12.5 Meeting-note reference trigger

• CalendarMirror.attendees — new nullable TEXT column (Alembic c9d1e3f5a7b2), JSON-encoded list[{name, email}]. Populated end-to-end from Google Calendar's items[i].attendees via _parse_event (displayName preferred, email local-part fallback) and _update_mirror (JSON on upsert).
• MeetingEndPoller — long-running asyncio task. Per cycle:

  SELECT event_id, user_id, calendar_id, summary, start_time, end_time, attendees
  FROM calendar_mirror
  WHERE datetime(end_time) BETWEEN datetime('now', ?) AND datetime('now')
    AND user_id = ?
    AND event_id NOT IN (
        SELECT json_extract(metadata_json, '$.calendar_event_id')
        FROM memory_documents
        WHERE source_type = 'vault'
          AND json_extract(metadata_json, '$.type') = 'meeting'
    )
  

  The first parameter is f"-{config.lookback_minutes} minutes". json_extract is used over ->> for SQLite version tolerance. Per hit, emit meeting_end_detected and dispatch sequentially. Per-hit exceptions are logged as meeting_end_dispatch_failed and the loop continues.
• MeetingNoteSkill — composes context: parse event.attendees JSON; resolve each to a wikilink via resolve_person_link; fire three concurrent memory_store.search calls (sources=["vault"] for prior meetings, post-filtered in Python on metadata.type=='meeting'; sources=["chat"]; sources=["task"]), each capped by context_limits; compute target_path = f"Meetings/{event.start_time:%Y-%m-%d}-{slugify(event.summary)}.md"; set idempotency_key = event.event_id; delegate to MemoryInformedWriter.run.
• draft_meeting_note task type — routed to reasoner in config/donna_models.yaml; prompt at prompts/skills/draft_meeting_note.md.j2; schema at schemas/draft_meeting_note.json (summary: str, action_item_candidates: list[str], open_questions: list[str], links_suggested: list[str]).
• Vault template at prompts/vault/meeting_note.md.j2 — emits type: meeting, calendar_event_id, event_start, event_end, attendees, idempotency_key, autowritten_by: donna, autowritten_at in frontmatter; body has Attendees (with resolved wikilinks), Agenda, Summary (LLM), Action Items, Decisions, Open Questions, and Related (prior meetings + open tasks + suggested links).

12.6 Observability

• Invocation log: every draft_meeting_note call logs via the standard router path — task_type=draft_meeting_note, model_alias=reasoner, non-zero tokens_in / tokens_out / cost_usd. This is a paid cloud call, in contrast to the local embedding rows described in §8.4.
• Structlog events: meeting_end_detected, meeting_note_written, meeting_note_skipped_idempotent, vault_autowrite_failed, plus meeting_end_poller_start, meeting_end_poller_cancelled, meeting_end_poller_cycle_failed, meeting_end_dispatch_failed for poll-loop health.
• Grafana: docker/grafana/dashboards/memory.json has a "Template writes" row — writes-by-template timeseries, idempotent-skip-rate stat, draft_meeting_note cost timeseries, autowrite-failure count.

12.7 Closed loop

Autowritten meeting notes land in Meetings/ inside the vault, which VaultSource (§9) is already watching.
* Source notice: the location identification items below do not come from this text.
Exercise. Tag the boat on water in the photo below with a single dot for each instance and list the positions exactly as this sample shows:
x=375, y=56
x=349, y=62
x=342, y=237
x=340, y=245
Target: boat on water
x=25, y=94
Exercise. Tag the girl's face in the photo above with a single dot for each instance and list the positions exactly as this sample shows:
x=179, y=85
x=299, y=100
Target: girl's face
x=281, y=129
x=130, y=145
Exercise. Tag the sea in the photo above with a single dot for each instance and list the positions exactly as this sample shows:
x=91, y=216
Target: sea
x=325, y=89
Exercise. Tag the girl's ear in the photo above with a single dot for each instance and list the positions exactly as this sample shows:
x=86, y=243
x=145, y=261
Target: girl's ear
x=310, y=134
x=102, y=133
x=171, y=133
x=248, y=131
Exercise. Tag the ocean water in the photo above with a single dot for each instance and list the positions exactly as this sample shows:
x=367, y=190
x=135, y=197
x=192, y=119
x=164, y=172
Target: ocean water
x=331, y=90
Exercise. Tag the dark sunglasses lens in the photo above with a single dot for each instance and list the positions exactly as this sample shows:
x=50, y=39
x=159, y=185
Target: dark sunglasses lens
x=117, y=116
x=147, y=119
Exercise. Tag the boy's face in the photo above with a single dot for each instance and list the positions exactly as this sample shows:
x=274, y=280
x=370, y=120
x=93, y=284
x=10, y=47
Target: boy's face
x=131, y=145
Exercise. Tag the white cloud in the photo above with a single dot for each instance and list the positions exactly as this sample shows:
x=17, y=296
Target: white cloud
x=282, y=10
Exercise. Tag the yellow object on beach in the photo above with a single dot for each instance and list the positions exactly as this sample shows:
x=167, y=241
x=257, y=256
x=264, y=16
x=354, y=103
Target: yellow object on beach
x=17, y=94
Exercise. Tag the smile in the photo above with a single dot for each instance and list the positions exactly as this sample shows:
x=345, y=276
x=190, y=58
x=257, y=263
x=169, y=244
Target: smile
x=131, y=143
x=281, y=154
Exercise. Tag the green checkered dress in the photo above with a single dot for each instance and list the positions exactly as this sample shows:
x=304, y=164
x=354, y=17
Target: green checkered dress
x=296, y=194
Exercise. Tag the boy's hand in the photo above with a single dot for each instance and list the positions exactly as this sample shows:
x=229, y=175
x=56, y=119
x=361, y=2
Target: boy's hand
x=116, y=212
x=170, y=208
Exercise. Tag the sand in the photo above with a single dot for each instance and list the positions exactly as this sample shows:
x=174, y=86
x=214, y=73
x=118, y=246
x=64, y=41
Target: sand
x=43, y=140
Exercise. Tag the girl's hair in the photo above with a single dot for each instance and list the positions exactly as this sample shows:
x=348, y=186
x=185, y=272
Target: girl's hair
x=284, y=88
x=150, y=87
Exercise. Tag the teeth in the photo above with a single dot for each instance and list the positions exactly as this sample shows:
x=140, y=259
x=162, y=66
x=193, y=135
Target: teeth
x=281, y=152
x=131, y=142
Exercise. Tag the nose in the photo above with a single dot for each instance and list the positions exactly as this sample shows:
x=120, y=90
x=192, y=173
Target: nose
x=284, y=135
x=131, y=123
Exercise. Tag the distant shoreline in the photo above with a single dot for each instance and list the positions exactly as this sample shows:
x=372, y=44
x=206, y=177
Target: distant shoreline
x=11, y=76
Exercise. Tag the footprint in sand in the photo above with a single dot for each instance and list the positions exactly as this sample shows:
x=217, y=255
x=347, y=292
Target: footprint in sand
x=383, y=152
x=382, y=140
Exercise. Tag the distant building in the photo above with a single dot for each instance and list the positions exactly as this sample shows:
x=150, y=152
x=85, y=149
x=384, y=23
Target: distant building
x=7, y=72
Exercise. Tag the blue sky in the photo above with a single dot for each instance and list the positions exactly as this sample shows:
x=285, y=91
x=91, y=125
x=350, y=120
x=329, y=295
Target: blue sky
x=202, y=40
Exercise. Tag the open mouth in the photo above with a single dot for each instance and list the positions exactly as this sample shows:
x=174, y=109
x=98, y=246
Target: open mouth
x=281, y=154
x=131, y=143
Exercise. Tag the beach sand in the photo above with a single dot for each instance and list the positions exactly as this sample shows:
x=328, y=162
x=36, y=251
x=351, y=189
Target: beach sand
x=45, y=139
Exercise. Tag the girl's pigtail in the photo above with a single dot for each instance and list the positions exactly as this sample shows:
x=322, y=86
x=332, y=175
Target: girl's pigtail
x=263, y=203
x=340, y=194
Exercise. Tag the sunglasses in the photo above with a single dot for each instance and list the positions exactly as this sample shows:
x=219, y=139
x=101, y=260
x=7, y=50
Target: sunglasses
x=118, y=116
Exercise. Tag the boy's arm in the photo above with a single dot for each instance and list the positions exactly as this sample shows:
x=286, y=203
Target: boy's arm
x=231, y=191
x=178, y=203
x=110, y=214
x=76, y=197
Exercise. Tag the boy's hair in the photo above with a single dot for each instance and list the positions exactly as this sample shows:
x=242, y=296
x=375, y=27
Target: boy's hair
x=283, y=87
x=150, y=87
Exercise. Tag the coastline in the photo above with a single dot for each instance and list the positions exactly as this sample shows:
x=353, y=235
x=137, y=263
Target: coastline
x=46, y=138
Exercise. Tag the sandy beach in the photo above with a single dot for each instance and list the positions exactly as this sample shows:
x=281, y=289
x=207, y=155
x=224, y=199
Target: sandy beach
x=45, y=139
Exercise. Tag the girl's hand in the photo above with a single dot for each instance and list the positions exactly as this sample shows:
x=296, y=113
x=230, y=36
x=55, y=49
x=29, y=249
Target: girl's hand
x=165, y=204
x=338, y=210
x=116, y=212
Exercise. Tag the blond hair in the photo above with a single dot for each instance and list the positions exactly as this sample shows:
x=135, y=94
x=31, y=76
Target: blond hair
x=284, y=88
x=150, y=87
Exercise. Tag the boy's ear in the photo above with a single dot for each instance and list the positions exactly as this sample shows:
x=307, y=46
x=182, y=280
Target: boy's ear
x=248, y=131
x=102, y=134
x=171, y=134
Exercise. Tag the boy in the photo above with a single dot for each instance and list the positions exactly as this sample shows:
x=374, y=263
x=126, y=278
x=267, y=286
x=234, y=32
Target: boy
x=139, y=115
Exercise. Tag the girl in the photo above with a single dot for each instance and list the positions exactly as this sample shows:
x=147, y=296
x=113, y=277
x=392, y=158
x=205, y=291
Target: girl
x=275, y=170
On the next watch cycle the new note is ingested into memory_documents / memory_chunks with metadata_json.type = "meeting" and metadata_json.calendar_event_id = <event_id>, and future memory_search calls retrieve it as a prior meeting for related events — so Donna's own writes become memory without any slice-specific plumbing.

12.8 Out of scope (slice 15)

• Four other templates (weekly review, person profile, commitment log, daily reflection) — slice 16.
• Auto-creation of People/{name}.md stubs — slice 16 (person-profile skill).
• Audio transcription / real meeting summaries — separate future work; the scaffold is a nudge, not a transcript.
• Re-rendering an already-written meeting note when the calendar event changes — slice 16+.
• Supabase sync for the new attendees column or template-write metadata — slice 17.
• Cross-user meeting notes / shared vaults.
• Per-skill cost-budget gating (the global cost guard from §4 + cost.daily_pause_threshold_usd applies).